After traveling around the world and learning how to speak eight different languages, I was convinced to come to Dongguan. All I heard at the time about Dongguan, was that it was the “world producer,” with factories, wall to wall KTV’s to entertain those businessmen, and more factories.
When I arrived in 2002 to Dongguan via Hong Kong, visas were pretty easy and inexpensive. I had only told a few friends that I was coming to China, because I wasn’t sure myself how long this mystery adventure trip would last. Some of them said “You’re going to China? Sure. Good luck!”

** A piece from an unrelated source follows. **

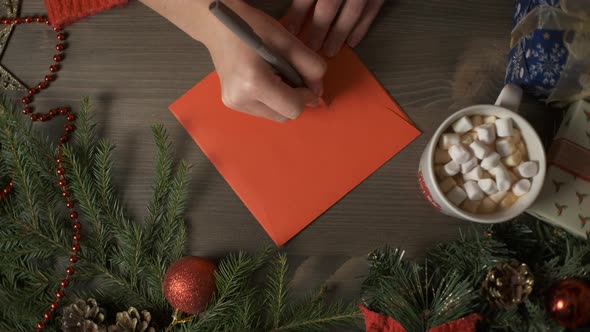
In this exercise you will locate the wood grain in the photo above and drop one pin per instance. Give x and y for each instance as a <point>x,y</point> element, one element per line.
<point>434,57</point>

With arrangements made by a Brazilian friend in Dongguan, a car took me from Shekou Port to Dongguan’s East Town Center, where I still live today. But in getting to where I am today not everything was as simple, and life has run along the city’s economy, matching its sprints and a few of its stumbles.
Ready to get back into the food and beverage industry, I went to the Post office and asked for the Yellow Pages to search for hotels to submit resumes. Guess what? Yes. No one spoke English. Mandarin would become my ninth language, but not at this point.
Well, I was here already, and surely I wasn’t going back. At least, I had no intentions then. I made a few Brazilian friends, who I played football and barbecued with. It was a good start, but the language barrier began to peck at my sanity. I mean I could speak eight languages, but none helped.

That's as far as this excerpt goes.